De geschiedenis laat haar sporen na. Monumenten, voorwerpen en graven herinneren aan bijna vergeten personen. Hun verhaal wordt hier verteld. Deze keer het metselaarsbuisje van Hugo de Groot (1583-1645) in het Historisch Museum Rotterdam.
Vlak voordat ze het huis van de Gorkumse koopman Daetselaer via de achterdeur verlieten, nam Hugo de Groot zijn metgezel even apart. Hij was dan wel vermomd in een zeemlederen metselaarsbuis en in zijn hand droeg hij een maatstok, zoals ambachtslieden die hanteerden. Ja, deze was zelfs met wat kalk besmeurd om gebruikt te lijken. Alle voorzorgen waren genomen. Maar wat als de predikanten en andere mannen van stand in het voorhuis van de boekwinkel die ze moesten passeren hem zouden herkennen? Dan dreigden verraad en de dood.
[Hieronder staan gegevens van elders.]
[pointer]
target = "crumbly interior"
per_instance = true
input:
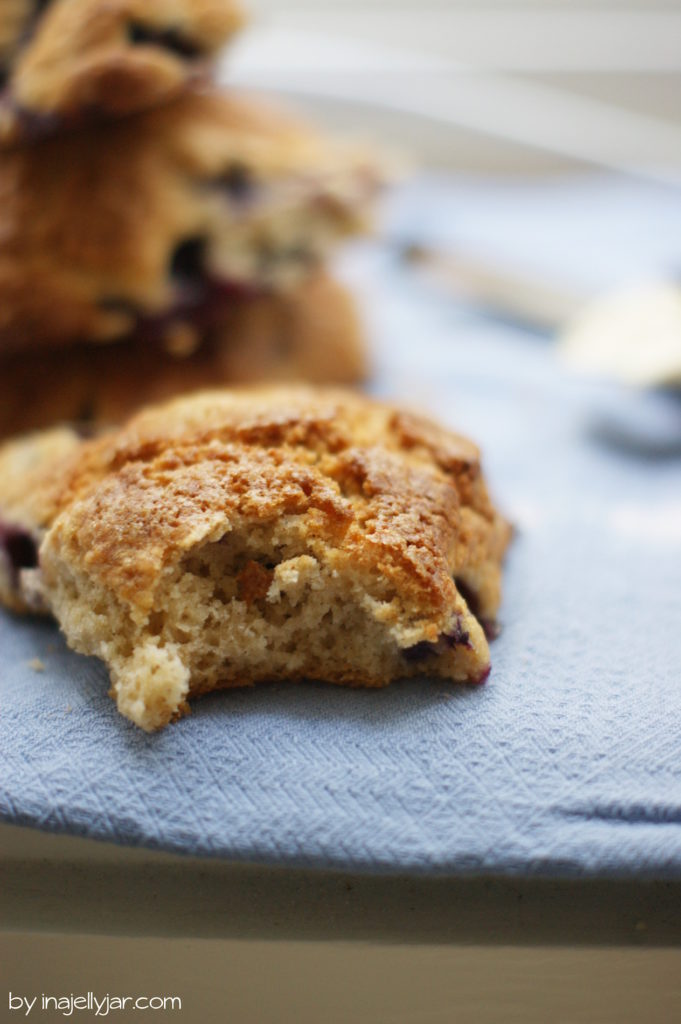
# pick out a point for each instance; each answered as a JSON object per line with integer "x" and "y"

Metselaar Jan Lambertsz, die voor de vermomming had gezorgd en De Groot naar Waalwijk zou vergezellen, wist het zeker: zijn geleerde reisgenoot was zenuwachtig. Sterker nog, hij was bloednerveus toen ze ’s morgens om elf uur de markt overstaken, door de poort liepen en de weg naar het veilige zuiden kozen. Op een litho zien we hoe een schuchtere De Groot door zijn gids bij de arm wordt genomen. Met zijn linkerhand geeft Lambertsz de richting aan, maar De Groot spiedt argwanend naar de andere kant. Hij maakt inderdaad niet de indruk vol vertrouwen op pad te gaan.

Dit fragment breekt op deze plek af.